75½ Bedford Street: A Tiny House with a Huge History

This tiny, 9 1/2-foot-wide house used to be a carriage entranceway for the neighboring house, but in 1873 was turned into a small home—the narrowest in the city!

From then on, it was owned by various tradespeople, functioning at different times as a cobbler’s shop and even as a candy factory. But its life as a commercial space ended in the 1920s, when the influx of actors, poets, and writers started turning Greenwich Village into a bohemian playground. When a group of actors established the Cherry Lane Theater (located right around the corner on Commerce Street), the chose to stay close to their stage by renting a group of neighboring buildings, which included 75 ½ Bedford Street.

While serving as a boarding house for the Cherry Lane Theatre’s actors, the tiny house hosted quite a few big names such as John Barrymore, the renown American stage actor, a young Cary Grant, who went on to become the one of the most recognizable faces of the silver screen.

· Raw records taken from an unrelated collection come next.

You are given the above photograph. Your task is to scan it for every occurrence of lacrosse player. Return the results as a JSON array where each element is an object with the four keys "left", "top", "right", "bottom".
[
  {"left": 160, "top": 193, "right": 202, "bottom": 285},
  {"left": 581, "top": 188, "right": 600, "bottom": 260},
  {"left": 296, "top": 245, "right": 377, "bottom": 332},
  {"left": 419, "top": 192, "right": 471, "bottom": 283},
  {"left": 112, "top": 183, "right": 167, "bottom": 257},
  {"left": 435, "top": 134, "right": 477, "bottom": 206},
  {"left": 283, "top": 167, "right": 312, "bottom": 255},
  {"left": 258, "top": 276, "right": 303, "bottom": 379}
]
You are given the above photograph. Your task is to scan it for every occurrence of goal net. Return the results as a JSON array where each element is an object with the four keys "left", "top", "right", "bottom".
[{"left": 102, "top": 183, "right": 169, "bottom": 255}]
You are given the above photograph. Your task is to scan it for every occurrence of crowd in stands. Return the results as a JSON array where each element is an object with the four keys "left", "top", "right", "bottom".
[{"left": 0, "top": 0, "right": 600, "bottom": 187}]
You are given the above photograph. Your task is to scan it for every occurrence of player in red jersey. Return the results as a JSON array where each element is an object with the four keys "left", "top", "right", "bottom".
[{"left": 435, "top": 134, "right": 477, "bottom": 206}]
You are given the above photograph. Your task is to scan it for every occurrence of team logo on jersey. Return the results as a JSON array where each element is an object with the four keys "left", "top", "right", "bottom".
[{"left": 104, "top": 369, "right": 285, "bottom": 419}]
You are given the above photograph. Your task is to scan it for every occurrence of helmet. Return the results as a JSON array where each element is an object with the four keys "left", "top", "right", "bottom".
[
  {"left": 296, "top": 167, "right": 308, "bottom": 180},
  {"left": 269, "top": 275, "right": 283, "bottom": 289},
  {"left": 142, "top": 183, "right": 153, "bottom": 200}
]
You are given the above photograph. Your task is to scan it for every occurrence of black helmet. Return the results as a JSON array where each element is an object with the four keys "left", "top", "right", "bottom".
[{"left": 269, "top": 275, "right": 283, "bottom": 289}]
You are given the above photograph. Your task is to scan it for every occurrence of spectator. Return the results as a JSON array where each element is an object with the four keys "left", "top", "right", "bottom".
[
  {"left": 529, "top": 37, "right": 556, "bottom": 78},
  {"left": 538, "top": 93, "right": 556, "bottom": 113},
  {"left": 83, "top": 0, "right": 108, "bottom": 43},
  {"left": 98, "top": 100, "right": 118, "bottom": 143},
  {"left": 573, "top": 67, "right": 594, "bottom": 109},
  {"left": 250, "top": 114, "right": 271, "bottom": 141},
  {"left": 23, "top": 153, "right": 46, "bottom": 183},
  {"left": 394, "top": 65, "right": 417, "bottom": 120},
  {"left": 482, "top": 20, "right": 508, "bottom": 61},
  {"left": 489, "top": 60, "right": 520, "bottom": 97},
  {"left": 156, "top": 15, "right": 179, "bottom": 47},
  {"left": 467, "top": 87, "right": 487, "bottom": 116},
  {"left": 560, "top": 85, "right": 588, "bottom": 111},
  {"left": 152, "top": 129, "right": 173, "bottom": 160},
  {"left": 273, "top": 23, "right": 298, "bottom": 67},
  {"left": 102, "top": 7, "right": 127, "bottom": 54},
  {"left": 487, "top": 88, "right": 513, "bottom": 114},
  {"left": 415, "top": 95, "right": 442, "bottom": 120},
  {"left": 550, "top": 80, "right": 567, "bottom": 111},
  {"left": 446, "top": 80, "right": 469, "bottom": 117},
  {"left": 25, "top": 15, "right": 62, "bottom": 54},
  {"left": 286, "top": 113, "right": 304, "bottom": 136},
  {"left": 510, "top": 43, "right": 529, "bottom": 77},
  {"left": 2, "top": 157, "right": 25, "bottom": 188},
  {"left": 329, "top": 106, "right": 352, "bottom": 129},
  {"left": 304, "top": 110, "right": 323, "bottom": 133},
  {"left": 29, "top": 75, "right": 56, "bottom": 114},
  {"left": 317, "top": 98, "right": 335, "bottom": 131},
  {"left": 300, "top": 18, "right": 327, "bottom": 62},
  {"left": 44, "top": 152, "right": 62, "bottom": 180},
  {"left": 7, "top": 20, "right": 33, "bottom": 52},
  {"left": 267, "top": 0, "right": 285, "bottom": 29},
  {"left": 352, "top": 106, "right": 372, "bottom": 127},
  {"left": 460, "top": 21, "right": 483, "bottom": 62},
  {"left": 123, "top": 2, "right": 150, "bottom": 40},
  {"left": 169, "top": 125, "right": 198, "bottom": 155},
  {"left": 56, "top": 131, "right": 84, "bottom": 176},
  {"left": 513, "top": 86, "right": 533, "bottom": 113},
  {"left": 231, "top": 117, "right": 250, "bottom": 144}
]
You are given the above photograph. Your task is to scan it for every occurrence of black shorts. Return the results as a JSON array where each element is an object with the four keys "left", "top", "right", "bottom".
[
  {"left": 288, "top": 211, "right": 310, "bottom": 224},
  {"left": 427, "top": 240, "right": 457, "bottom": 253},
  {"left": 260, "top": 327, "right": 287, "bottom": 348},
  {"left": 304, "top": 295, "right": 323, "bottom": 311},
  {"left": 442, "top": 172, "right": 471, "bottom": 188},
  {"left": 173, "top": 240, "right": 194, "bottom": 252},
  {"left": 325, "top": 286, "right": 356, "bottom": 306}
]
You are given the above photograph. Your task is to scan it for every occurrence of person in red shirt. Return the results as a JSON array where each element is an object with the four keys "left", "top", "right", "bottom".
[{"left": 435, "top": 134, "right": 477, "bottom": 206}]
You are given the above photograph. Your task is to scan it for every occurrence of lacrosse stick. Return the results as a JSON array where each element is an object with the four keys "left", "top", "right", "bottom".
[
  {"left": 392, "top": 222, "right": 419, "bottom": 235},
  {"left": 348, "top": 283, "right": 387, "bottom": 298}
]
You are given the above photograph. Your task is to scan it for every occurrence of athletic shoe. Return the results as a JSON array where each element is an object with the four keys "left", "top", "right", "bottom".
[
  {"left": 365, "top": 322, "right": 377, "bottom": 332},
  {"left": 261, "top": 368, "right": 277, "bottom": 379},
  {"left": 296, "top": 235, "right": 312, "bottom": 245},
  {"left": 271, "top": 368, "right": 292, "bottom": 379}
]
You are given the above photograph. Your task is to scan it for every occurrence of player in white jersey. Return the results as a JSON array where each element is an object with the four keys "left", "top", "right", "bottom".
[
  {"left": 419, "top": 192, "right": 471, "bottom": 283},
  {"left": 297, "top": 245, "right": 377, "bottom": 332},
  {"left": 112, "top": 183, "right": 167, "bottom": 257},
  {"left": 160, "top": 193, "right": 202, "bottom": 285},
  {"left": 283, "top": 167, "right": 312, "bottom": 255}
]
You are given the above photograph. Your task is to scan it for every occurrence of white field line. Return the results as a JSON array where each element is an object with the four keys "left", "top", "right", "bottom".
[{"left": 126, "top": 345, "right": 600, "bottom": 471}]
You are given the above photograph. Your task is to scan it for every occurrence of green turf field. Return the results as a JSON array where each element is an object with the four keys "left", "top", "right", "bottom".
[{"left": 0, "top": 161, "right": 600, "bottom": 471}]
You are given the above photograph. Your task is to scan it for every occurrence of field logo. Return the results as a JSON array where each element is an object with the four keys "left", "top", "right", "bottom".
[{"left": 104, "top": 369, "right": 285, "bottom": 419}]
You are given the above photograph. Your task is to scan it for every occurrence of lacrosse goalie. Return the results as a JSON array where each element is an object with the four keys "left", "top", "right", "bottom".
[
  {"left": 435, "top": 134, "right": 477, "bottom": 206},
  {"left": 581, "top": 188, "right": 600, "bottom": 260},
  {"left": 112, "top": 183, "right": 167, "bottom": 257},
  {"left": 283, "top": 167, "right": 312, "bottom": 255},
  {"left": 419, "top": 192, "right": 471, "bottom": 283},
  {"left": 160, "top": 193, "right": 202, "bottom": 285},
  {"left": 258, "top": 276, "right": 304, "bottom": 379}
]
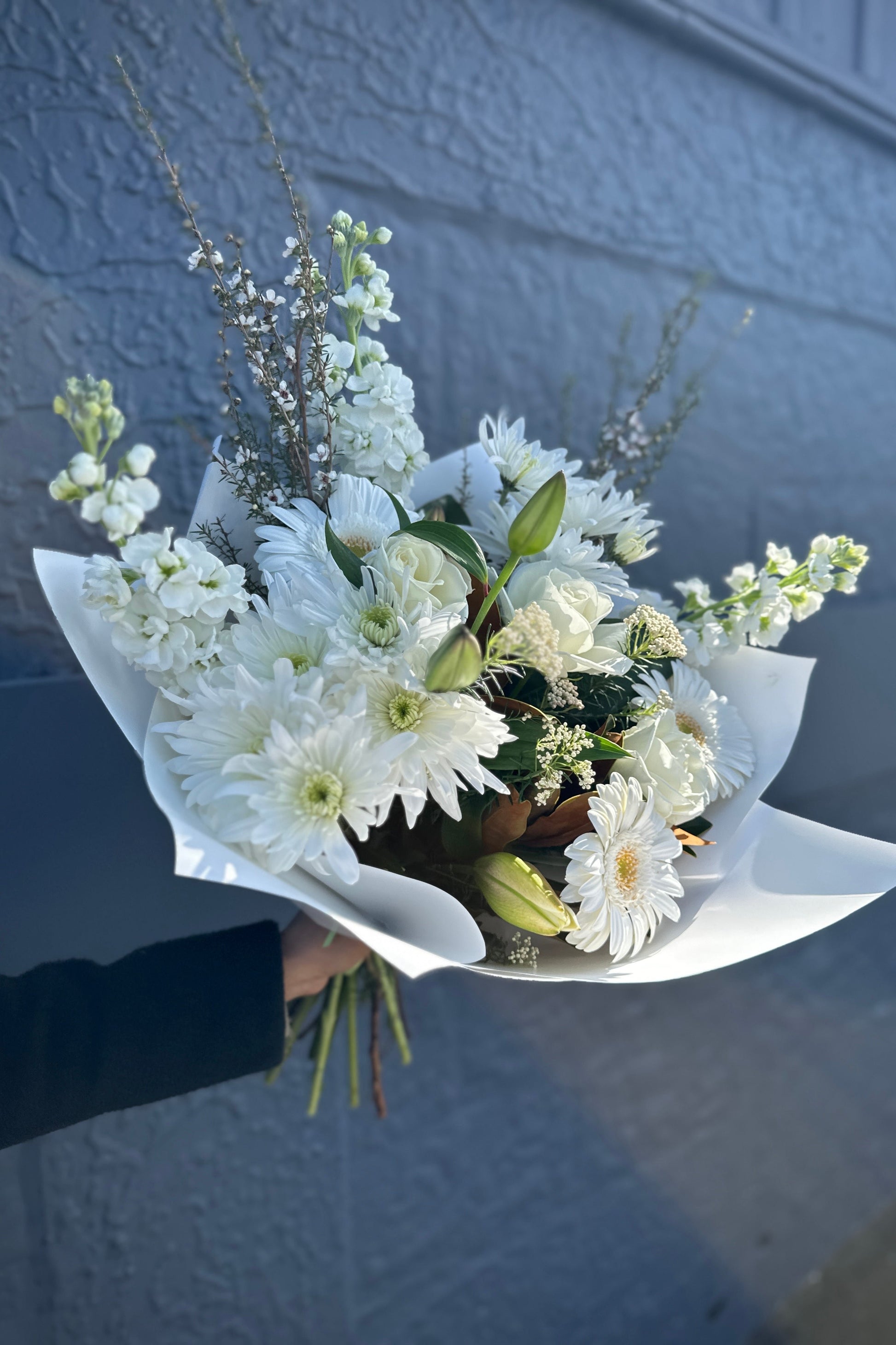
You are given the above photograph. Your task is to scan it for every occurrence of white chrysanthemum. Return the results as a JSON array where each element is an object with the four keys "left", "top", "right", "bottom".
[
  {"left": 365, "top": 677, "right": 512, "bottom": 827},
  {"left": 221, "top": 597, "right": 327, "bottom": 678},
  {"left": 635, "top": 663, "right": 756, "bottom": 803},
  {"left": 153, "top": 659, "right": 300, "bottom": 806},
  {"left": 300, "top": 566, "right": 463, "bottom": 677},
  {"left": 479, "top": 412, "right": 581, "bottom": 499},
  {"left": 613, "top": 710, "right": 709, "bottom": 827},
  {"left": 562, "top": 773, "right": 683, "bottom": 962},
  {"left": 227, "top": 694, "right": 413, "bottom": 883},
  {"left": 256, "top": 472, "right": 398, "bottom": 574}
]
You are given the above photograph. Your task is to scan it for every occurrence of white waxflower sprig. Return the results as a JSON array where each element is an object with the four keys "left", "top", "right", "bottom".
[{"left": 50, "top": 374, "right": 162, "bottom": 542}]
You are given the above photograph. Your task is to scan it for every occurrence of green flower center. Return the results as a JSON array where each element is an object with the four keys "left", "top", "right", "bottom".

Pulitzer Prize-winning poet Edna St. Vincent Millay, the house’s most famous resident, lived there from 1923 to 1924. Exceptionally gifted, she became a published poet while still a schoolgirl and received instant recognition at the tender age of 20 upon entering a poetry contest. Though she won fourth place, her poem was such a success that the first-prize winner protested the judges’ ruling and the second-place holder gave her his prize money. The buzz created by the contest earned her immediate acclaim as well as a college scholarship. The well-known expression “To burn the candle at both ends”  comes from one of her poems:

My candle burns at both ends;

It will not last the night;

But ah, my foes, and oh, my friends—

It gives a lovely light!

The house acquired its signature Dutch stepped gable look through renovations made during Edna’s stay. The top floor served as her studio.

The narrow house, which began its existence in the 19th century as a carriage entranceway, was sold in 2013 for $3.25 million and, according to Zillow, has since doubled its value.